The importance of the fact that Jesus loves us does not diminish in importance as we grow older, and the story of Jesus and the little children is just as important for us as adults. It also includes the instruction that we are to approach God in a childlike way. Often this is interpreted as meaning that we should become as innocent and as obedient as a little child in order to enter heaven, which may seem a bit odd to those of us who witness the spectacular self-centredness of the average toddler! We should bear in mind, however, that in the society of the time children were seen as among the lowest and least important, and so Jesus’ message (reflected throughout Luke’s Gospel) is that the kingdom of heaven belongs to the humble and lowly.

However we understand this passage, it is worth reflecting on what would happen if we did allow ourselves to become childlike (not childish) for a time. Many of us have probably found ourselves engrossed in making something alongside our child, yet we would hardly consider getting out some modelling clay or collage materials for our own use. This may be because we are conditioned to believe that such activity is ‘playing’ and therefore a waste of time for adults, particularly if we feel we have no talent for such things, and have no product to show as an end result. The same thing often applies to sport; many of us stop participating when we leave school because we have been told that we are hopeless, even if we quite enjoy running or tennis.

Children, on the other hand (particularly the younger ones) have no concept of talent or productivity.
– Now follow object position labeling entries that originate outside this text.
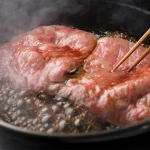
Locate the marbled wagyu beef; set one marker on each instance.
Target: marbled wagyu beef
(75, 64)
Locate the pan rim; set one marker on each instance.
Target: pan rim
(123, 129)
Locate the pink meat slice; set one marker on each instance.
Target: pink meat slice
(118, 97)
(43, 56)
(40, 60)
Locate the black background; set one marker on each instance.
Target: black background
(138, 142)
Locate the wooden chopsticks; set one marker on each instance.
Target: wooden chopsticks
(137, 44)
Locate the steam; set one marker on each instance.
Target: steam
(17, 16)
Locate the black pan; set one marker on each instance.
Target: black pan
(90, 15)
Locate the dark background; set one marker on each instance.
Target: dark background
(138, 142)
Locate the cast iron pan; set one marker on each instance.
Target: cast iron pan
(90, 15)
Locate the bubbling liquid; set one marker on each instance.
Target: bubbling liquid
(45, 113)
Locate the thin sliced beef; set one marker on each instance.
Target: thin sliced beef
(112, 96)
(45, 58)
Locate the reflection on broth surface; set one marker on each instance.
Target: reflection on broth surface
(39, 111)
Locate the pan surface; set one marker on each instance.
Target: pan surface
(90, 15)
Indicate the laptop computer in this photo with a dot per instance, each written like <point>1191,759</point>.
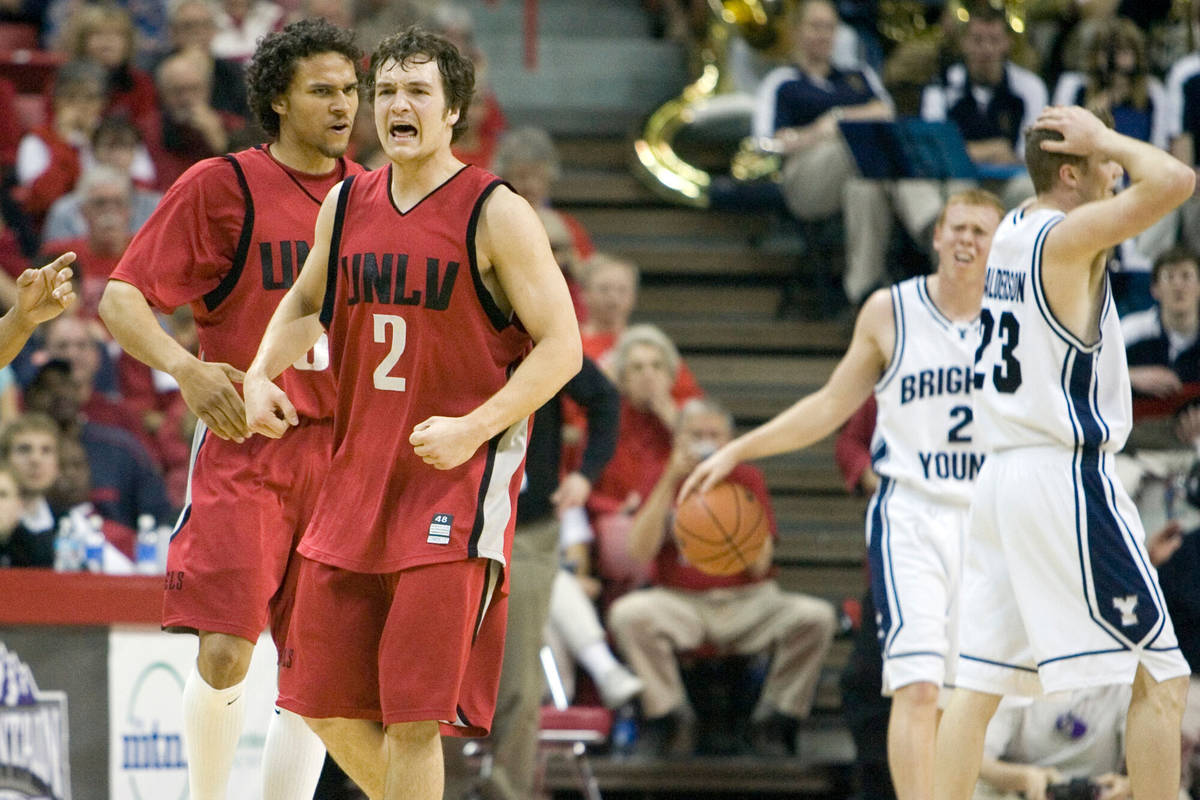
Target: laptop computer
<point>915,148</point>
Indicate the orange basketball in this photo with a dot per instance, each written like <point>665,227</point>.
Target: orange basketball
<point>721,531</point>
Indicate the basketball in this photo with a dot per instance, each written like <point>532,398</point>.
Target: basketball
<point>723,530</point>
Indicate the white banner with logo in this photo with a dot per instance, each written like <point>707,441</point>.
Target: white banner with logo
<point>34,761</point>
<point>147,669</point>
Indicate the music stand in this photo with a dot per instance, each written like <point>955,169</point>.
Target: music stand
<point>913,148</point>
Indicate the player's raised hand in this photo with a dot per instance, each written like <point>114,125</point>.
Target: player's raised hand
<point>209,391</point>
<point>268,409</point>
<point>1083,132</point>
<point>709,471</point>
<point>445,441</point>
<point>45,293</point>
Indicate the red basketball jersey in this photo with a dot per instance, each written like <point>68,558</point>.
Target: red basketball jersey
<point>229,239</point>
<point>413,334</point>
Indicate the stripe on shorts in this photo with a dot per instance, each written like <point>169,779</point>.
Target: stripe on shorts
<point>1121,599</point>
<point>887,601</point>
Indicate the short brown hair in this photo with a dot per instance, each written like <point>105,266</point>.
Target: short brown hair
<point>1177,254</point>
<point>27,422</point>
<point>1043,164</point>
<point>417,46</point>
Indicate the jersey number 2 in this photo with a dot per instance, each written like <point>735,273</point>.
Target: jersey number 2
<point>383,379</point>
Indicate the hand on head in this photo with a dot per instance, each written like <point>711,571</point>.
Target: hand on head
<point>1081,131</point>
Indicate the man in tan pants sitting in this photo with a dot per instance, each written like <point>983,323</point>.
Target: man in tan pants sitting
<point>744,613</point>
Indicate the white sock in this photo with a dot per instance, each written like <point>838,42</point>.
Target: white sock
<point>597,659</point>
<point>213,722</point>
<point>292,758</point>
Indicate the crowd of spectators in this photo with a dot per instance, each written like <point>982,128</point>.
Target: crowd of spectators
<point>990,83</point>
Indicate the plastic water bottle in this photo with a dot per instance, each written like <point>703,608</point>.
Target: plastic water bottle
<point>67,548</point>
<point>148,546</point>
<point>94,546</point>
<point>624,732</point>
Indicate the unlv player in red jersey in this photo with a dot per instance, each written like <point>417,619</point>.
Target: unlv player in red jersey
<point>449,323</point>
<point>228,239</point>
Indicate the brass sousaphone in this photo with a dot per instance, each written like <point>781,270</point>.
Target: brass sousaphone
<point>713,97</point>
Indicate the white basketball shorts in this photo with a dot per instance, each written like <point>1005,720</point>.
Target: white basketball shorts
<point>915,549</point>
<point>1057,590</point>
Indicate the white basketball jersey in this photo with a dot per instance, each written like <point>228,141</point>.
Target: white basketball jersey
<point>925,435</point>
<point>1036,382</point>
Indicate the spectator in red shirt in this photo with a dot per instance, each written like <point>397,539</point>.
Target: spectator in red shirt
<point>745,613</point>
<point>49,157</point>
<point>852,450</point>
<point>610,292</point>
<point>103,34</point>
<point>155,397</point>
<point>646,362</point>
<point>115,143</point>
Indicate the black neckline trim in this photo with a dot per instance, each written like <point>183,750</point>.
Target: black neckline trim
<point>341,169</point>
<point>223,289</point>
<point>431,193</point>
<point>335,246</point>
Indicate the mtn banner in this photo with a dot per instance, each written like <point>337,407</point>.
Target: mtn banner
<point>147,672</point>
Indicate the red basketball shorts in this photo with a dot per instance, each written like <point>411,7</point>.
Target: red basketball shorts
<point>424,643</point>
<point>232,559</point>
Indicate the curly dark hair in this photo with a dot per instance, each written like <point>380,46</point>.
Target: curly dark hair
<point>417,46</point>
<point>270,71</point>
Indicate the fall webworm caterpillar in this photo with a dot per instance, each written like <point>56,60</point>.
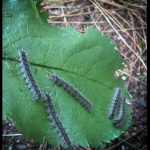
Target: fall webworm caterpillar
<point>72,91</point>
<point>56,122</point>
<point>27,75</point>
<point>114,103</point>
<point>118,121</point>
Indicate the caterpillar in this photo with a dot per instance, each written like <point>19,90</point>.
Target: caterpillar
<point>27,75</point>
<point>118,121</point>
<point>56,122</point>
<point>114,103</point>
<point>72,91</point>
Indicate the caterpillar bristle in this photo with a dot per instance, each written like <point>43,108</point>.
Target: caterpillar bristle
<point>121,116</point>
<point>27,75</point>
<point>87,105</point>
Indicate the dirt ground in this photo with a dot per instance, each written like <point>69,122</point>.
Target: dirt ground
<point>125,22</point>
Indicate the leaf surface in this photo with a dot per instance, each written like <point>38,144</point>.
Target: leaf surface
<point>86,61</point>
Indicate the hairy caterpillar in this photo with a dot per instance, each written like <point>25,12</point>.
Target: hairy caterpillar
<point>72,91</point>
<point>56,122</point>
<point>114,103</point>
<point>27,75</point>
<point>118,121</point>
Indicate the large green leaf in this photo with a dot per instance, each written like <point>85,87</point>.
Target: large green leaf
<point>86,61</point>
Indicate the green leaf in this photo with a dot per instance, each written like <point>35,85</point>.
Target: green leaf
<point>86,61</point>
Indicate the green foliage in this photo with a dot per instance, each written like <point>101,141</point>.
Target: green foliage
<point>86,61</point>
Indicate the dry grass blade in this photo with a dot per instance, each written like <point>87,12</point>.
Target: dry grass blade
<point>106,16</point>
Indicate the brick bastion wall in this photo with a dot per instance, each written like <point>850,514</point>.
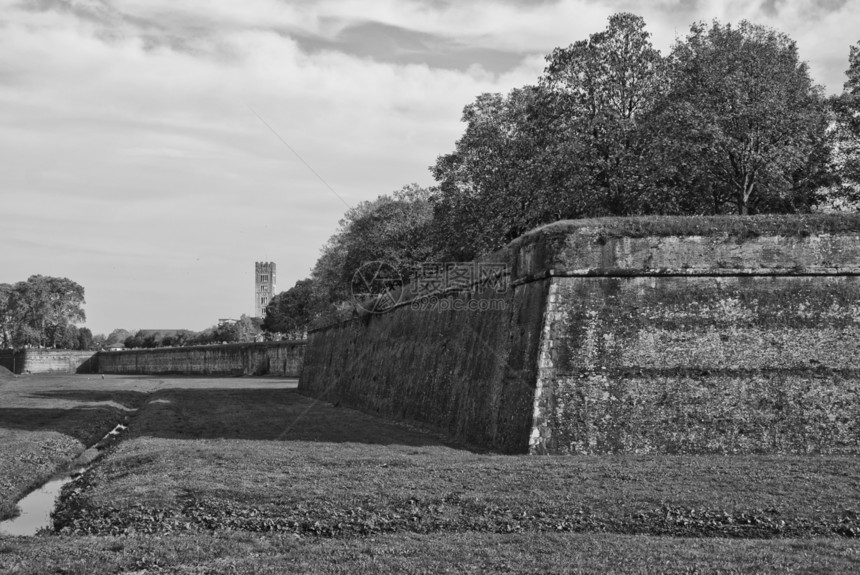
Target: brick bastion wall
<point>283,358</point>
<point>271,358</point>
<point>640,335</point>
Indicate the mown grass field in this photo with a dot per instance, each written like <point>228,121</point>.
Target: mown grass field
<point>245,475</point>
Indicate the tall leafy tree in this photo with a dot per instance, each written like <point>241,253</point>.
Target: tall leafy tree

They live in the moment, full of enthusiasm for life, for exploring the world around them and experimenting. Anyone who has watched a toddler running at full pelt across a field, with no obvious goal in sight except to go as fast as their little legs will carry them, or who has watched a pre-schooler stick their hands in paint and smear it all over a piece of paper, the table and themselves, just to see what will happen, will know exactly what this means.

Somewhere along the way, we often lose our ability to experience the world around us, and even our own bodies and minds, in this joyful way – even to the point where we no longer sing in the bath because we can’t hit the right note. However, if we put aside our adult values, and try the things that our children enjoy for the fun of it, we may find it very freeing; perhaps we may even discover that we are capable of enjoying ourselves too! And, most precious of all, we can find that, as we paint or dance or play the piano, our innermost thoughts surface, and we can turn our activity into prayer, expressing ourselves through shape, colour or movement. We may even find that our mind becomes so free that we become aware of God speaking to us – which might explain why our children are capable of such joy.

For Reflection

· Re-read the story of Jesus and the little children. Imagine that you are bringing your child to be blessed by Jesus. What do you want to ask of Jesus for your child? What does it mean for you for Jesus to bless him or her? Jesus holds out his arms for you to hand your child over to his embrace. How does this make you feel? Talk about your responses to Jesus in prayer.

· How did you think of Jesus as a child? How do you see him now? Is there a special Bible quote, picture, or hymn that really speaks to you? How could you share this with your child?

· What activities did you enjoy as a child that you have given up as an adult? Select one or two to try over the next few days. Try to reflect on how you feel, either at the time or afterwards. Remember, the end result is not important, it is the doing that counts.